此实现有效,但速度很慢,我实际上需要它来处理大型词典vertices_on_tetrahedron和data_on_tetrahedron。 vertices_on_tetrahedron的结构始终相同:每个键的值列表不超过4个项目。但可能有成千上万的钥匙。对于vertices_on_tetrahedron,每个值都是一个不超过3个项目的列表。
不幸的是,我收到了vertices_on_tetrahedron和data_on_tetrahedron这种形式,因此我无法重新考虑更改数据结构以避免这种情况。

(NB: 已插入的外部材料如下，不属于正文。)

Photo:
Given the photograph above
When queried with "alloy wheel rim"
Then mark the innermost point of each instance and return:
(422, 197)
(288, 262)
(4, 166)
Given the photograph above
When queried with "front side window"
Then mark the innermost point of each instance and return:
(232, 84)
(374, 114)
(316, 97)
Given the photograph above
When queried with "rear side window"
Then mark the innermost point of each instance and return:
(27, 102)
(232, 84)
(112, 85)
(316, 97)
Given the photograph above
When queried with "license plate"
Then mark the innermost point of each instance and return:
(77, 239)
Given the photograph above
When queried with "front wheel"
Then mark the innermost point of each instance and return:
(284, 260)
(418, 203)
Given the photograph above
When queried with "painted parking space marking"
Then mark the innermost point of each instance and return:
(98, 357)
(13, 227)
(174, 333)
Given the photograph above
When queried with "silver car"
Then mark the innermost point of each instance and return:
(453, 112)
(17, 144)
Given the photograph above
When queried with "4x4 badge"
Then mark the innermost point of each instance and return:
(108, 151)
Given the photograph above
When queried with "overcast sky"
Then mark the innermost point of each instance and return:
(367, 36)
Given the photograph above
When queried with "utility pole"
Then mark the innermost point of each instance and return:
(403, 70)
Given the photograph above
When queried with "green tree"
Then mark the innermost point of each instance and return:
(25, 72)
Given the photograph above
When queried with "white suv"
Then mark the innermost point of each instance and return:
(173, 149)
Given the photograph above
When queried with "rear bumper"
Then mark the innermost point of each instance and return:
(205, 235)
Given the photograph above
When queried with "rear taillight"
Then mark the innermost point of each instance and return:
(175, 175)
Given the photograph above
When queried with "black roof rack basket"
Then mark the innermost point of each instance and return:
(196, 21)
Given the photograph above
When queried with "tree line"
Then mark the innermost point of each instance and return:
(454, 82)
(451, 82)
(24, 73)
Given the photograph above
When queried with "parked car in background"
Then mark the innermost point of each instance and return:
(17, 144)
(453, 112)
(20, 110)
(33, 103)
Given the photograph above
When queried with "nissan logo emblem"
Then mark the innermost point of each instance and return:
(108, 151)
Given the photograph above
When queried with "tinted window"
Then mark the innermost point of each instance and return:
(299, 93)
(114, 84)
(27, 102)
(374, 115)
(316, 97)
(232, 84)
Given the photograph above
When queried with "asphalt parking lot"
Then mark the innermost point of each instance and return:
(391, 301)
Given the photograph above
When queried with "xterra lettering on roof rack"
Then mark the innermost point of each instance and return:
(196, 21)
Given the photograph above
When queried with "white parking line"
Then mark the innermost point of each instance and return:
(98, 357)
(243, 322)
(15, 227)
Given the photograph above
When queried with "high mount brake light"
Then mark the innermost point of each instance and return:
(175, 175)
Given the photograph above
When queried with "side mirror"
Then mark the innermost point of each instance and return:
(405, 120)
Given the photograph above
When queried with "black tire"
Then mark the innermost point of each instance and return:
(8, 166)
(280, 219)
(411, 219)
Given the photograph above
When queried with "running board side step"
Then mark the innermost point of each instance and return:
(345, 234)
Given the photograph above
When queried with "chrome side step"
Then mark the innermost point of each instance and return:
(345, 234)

如果有人也可以推荐一些参考来阅读这类问题,我将非常感激。
答案 0 :(得分:3)
首先,从tets_sharing_vertex
vertices_on_tetrahedron
from pprint import pprint
from collections import defaultdict
tets_sharing_vertex = defaultdict(list)
for k, v in vertices_on_tetrahedron.items():
for x in v:
tets_sharing_vertex[x].append(k)
pprint(tets_sharing_vertex)
输出:
{0: [0, 1, 2, 3, 4, 5],
1: [0, 1],
2: [3, 5],
3: [0, 3],
4: [2, 4],
5: [1, 2],
6: [4, 5],
7: [0, 1, 2, 3, 4, 5]}
其次,从result和data_on_tetrahedron
tets_sharing_vertex
from itertools import chain
result = {k: list(chain.from_iterable(data_on_tetrahedron[x] for x in v)) for k, v in tets_sharing_vertex.items()}
pprint(result, width=100)
输出:
{0: [78, 79, 80, 111, 112, 113, 144, 145, 146, 45, 46, 47, 177, 178, 179, 201, 202, 203],
1: [78, 79, 80, 111, 112, 113],
2: [45, 46, 47, 201, 202, 203],
3: [78, 79, 80, 45, 46, 47],
4: [144, 145, 146, 177, 178, 179],
5: [111, 112, 113, 144, 145, 146],
6: [177, 178, 179, 201, 202, 203],
7: [78, 79, 80, 111, 112, 113, 144, 145, 146, 45, 46, 47, 177, 178, 179, 201, 202, 203]}
答案 1 :(得分:1)
以下应该比您当前的解决方案快得多:
import collections
result = collections.defaultdict(list)
[result[v2].extend(data_on_tetrahedron[k1]) for k1,v1 in vertices_on_tetrahedron.items() for v2 in v1]
print result
,并提供:
defaultdict(<type 'list'>, {0: [78, 79, 80, 111, 112, 113, 144, 145, 146, 45, 46, 47, 177, 178, 179, 201, 202, 203], 1: [78, 79, 80, 111, 112, 113], 2: [45, 46, 47, 201, 202, 203], 3: [78, 79, 80, 45, 46, 47], 4: [144, 145, 146, 177, 178, 179], 5: [111, 112, 113, 144, 145, 146], 6: [177, 178, 179, 201, 202, 203], 7: [78, 79, 80, 111, 112, 113, 144, 145, 146, 45, 46, 47, 177, 178, 179, 201, 202, 203]})
答案 2 :(得分:0)
我认为这会奏效:
result =dict((i, []) for i in range(8))
for l in vertices_on_tetrahedron.keys():
for j in vertices_on_tetrahedron[l]:
result[j].extend(data_on_tetrahedron[l])
答案 3 :(得分:0)
这是我的解决方案:
result = {}
for k,v in vorticies_on_tetrahedron:
result[k] = [data_on_tetrahedron[i] for i in v]
如果你打算多次使用它,你可以将它包装在一个函数中。